Step 1: Substitute the given system transfer function into the error equation. We are given: \[ \frac{C(s)}{R(s)} = \frac{\omega_n^2}{s^2 + 2\zeta\omega_n s + \omega_n^2} \] Thus, the error expression becomes: \[ E(s) = R(s) \left[ 1 - \frac{\omega_n^2}{s^2 + 2\zeta\omega_n s + \omega_n^2} \right] \] Taking a common denominator inside the brackets: \[ E(s) = R(s) \left[ \frac{(s^2 + 2\zeta\omega_n s + \omega_n^2) - \omega_n^2}{s^2 + 2\zeta\omega_n s + \omega_n^2} \right] = R(s) \left[ \frac{s^2 + 2\zeta\omega_n s}{s^2 + 2\zeta\omega_n s + \omega_n^2} \right] \]

Step 2: Evaluate for a unit ramp input. For a unit ramp input, the Laplace transform is given by \(R(s) = \frac{1}{s^2}\). Substituting this value: \[ E(s) = \frac{1}{s^2} \cdot \frac{s(s + 2\zeta\omega_n)}{s^2 + 2\zeta\omega_n s + \omega_n^2} = \frac{s + 2\zeta\omega_n}{s(s^2 + 2\zeta\omega_n s + \omega_n^2)} \]
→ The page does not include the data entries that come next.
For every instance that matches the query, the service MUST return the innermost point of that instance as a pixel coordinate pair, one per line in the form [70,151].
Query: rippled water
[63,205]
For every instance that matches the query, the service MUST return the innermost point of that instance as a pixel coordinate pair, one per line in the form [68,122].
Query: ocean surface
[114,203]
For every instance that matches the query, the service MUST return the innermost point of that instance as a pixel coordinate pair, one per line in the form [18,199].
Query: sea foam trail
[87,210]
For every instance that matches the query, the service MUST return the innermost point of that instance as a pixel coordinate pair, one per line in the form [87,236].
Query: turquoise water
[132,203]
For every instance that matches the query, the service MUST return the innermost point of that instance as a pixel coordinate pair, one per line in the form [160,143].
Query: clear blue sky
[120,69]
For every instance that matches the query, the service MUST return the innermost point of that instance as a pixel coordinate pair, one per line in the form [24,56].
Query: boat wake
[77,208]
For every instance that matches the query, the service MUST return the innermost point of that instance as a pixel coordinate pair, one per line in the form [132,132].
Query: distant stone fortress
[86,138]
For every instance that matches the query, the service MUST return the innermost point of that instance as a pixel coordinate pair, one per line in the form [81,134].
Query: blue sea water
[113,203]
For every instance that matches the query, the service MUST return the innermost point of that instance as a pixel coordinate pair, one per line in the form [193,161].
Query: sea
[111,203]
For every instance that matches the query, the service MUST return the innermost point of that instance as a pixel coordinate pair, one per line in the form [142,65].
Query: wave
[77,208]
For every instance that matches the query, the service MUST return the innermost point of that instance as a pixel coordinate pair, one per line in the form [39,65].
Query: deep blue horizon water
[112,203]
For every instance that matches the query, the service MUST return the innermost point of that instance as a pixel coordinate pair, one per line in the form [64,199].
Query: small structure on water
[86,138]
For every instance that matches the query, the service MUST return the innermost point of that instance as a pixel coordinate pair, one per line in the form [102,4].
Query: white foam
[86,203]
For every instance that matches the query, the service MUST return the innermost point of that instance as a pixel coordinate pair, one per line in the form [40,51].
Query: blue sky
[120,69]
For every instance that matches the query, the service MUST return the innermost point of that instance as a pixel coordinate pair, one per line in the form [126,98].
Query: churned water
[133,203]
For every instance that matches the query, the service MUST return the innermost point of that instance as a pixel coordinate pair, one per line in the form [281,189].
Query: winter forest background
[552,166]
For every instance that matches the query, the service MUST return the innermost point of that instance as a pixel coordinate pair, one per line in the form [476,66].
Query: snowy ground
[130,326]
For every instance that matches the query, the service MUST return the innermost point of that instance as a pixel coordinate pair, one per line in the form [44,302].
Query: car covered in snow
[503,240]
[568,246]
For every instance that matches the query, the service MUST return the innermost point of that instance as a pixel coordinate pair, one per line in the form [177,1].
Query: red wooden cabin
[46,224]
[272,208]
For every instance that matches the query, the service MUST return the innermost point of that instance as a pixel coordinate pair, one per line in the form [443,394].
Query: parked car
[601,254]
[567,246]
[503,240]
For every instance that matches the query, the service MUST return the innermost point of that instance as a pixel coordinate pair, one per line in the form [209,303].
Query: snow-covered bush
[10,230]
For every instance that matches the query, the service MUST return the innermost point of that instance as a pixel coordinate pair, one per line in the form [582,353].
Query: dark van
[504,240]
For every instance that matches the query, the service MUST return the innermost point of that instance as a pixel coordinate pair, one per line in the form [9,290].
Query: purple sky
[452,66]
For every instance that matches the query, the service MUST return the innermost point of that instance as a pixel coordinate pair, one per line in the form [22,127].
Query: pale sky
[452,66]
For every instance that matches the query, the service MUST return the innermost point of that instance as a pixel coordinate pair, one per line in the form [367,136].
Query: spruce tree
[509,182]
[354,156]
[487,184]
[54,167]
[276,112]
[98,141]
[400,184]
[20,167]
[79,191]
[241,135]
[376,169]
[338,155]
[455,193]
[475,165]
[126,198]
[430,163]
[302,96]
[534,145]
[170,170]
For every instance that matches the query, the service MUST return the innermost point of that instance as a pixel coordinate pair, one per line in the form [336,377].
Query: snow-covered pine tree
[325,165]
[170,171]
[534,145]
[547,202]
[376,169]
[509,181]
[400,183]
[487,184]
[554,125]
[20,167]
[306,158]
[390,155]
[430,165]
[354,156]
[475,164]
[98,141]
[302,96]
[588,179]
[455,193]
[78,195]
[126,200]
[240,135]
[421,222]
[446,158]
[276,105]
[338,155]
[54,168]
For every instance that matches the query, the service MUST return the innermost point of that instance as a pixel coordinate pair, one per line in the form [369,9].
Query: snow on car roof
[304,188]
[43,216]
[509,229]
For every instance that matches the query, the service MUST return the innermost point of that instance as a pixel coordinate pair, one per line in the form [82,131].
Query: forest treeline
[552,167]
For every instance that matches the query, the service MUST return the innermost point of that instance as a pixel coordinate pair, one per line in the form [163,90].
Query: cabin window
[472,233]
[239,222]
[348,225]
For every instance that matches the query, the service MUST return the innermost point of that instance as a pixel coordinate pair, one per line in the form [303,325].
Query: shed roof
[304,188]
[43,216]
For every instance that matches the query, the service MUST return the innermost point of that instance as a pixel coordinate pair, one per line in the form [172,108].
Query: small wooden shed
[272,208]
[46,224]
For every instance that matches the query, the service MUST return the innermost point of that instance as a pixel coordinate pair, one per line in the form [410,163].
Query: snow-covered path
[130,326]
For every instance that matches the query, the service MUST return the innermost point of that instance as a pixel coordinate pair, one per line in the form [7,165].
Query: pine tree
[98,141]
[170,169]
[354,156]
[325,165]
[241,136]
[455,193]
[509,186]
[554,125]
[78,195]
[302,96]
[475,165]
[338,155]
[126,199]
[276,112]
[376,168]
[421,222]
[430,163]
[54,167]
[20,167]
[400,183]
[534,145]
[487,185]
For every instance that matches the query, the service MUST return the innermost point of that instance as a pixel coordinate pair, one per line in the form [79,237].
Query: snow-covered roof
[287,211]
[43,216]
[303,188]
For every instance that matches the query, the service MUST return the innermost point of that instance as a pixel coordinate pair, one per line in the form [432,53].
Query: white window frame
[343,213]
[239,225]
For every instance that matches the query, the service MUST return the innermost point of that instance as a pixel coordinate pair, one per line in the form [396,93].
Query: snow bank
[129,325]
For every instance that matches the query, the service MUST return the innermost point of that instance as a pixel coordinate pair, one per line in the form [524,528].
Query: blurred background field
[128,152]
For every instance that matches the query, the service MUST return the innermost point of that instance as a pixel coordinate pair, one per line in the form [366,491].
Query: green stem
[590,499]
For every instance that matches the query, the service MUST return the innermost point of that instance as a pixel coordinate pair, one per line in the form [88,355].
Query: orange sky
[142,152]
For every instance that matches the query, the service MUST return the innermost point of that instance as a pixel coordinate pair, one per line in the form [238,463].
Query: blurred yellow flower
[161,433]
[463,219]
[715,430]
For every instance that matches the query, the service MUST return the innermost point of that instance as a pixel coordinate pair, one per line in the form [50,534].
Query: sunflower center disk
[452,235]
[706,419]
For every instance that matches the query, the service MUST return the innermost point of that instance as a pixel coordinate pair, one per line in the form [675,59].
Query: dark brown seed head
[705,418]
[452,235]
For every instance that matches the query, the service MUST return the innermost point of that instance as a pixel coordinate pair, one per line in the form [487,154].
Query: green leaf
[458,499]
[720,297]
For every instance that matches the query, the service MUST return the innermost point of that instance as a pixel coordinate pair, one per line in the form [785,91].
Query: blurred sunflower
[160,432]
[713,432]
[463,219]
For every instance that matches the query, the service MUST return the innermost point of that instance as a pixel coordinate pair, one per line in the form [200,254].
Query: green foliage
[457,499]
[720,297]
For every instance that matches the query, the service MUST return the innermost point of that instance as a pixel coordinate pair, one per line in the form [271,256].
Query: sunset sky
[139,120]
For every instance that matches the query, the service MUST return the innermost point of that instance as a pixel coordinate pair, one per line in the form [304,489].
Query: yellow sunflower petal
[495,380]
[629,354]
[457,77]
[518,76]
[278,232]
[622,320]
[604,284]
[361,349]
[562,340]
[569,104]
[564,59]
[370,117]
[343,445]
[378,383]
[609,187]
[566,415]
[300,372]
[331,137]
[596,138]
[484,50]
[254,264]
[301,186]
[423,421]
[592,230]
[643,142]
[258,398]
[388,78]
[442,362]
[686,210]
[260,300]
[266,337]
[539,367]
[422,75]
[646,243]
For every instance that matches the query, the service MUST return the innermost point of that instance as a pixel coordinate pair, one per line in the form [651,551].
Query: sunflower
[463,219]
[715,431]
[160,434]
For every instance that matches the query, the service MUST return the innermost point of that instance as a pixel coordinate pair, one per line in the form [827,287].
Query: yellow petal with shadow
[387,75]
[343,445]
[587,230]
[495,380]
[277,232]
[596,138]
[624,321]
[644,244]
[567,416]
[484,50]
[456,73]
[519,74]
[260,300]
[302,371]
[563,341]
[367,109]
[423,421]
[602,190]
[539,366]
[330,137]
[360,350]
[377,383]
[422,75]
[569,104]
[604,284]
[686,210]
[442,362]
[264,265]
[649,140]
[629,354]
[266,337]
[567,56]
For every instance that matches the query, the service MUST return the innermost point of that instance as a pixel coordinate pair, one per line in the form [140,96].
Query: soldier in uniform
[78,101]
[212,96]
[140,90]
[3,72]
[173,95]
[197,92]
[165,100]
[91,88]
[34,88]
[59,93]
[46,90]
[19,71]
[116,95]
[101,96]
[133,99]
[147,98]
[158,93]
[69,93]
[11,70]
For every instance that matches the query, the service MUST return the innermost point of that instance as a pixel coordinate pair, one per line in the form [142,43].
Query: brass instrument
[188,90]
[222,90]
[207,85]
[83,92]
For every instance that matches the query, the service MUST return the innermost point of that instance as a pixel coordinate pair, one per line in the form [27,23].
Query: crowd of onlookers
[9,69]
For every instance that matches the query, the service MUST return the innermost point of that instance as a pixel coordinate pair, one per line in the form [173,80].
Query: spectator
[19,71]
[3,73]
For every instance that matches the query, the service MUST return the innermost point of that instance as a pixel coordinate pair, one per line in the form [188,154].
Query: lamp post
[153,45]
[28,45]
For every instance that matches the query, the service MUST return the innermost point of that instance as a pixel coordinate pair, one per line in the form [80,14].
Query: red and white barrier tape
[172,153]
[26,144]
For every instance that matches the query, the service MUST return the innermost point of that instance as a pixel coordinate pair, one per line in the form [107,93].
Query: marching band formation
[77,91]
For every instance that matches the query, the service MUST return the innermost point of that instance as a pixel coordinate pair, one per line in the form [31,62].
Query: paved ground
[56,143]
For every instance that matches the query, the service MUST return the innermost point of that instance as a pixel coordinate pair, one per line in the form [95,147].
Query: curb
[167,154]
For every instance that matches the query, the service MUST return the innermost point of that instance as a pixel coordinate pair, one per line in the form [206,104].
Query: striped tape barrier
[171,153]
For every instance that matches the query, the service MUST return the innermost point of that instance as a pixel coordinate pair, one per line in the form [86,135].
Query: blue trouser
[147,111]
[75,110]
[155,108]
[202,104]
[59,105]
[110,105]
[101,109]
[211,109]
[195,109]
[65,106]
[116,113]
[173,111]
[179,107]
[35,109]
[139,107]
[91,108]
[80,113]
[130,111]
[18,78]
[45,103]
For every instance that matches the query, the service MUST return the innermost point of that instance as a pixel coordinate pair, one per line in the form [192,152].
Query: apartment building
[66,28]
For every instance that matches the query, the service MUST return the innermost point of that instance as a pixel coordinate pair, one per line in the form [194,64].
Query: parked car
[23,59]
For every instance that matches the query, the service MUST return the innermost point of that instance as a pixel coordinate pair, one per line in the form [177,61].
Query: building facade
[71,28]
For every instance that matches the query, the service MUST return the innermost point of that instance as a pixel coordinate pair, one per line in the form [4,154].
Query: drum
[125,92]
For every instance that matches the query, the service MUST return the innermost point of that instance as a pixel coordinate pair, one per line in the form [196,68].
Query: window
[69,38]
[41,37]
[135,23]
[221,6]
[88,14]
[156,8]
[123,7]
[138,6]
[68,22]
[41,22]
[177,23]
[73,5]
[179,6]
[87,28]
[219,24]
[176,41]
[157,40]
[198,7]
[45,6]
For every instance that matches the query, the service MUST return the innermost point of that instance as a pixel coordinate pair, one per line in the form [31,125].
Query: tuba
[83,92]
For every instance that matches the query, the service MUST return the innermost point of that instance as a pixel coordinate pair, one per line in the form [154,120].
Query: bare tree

Step 3: Apply the Final Value Theorem. Now, let's determine the value of the steady-state error: \[ e_{ss} = \lim_{s \to 0} s \cdot E(s) = \lim_{s \to 0} s \cdot \left[ \frac{s + 2\zeta\omega_n}{s(s^2 + 2\zeta\omega_n s + \omega_n^2)} \right] \] Canceling out the variable \(s\) from the numerator and denominator: \[ e_{ss} = \lim_{s \to 0} \frac{s + 2\zeta\omega_n}{s^2 + 2\zeta\omega_n s + \omega_n^2} \] Evaluating the limit by substituting \(s = 0\): \[ e_{ss} = \frac{0 + 2\zeta\omega_n}{0 + 0 + \omega_n^2} = \frac{2\zeta\omega_n}{\omega_n^2} = \frac{2\zeta}{\omega_n} \] This expression matches Option (B).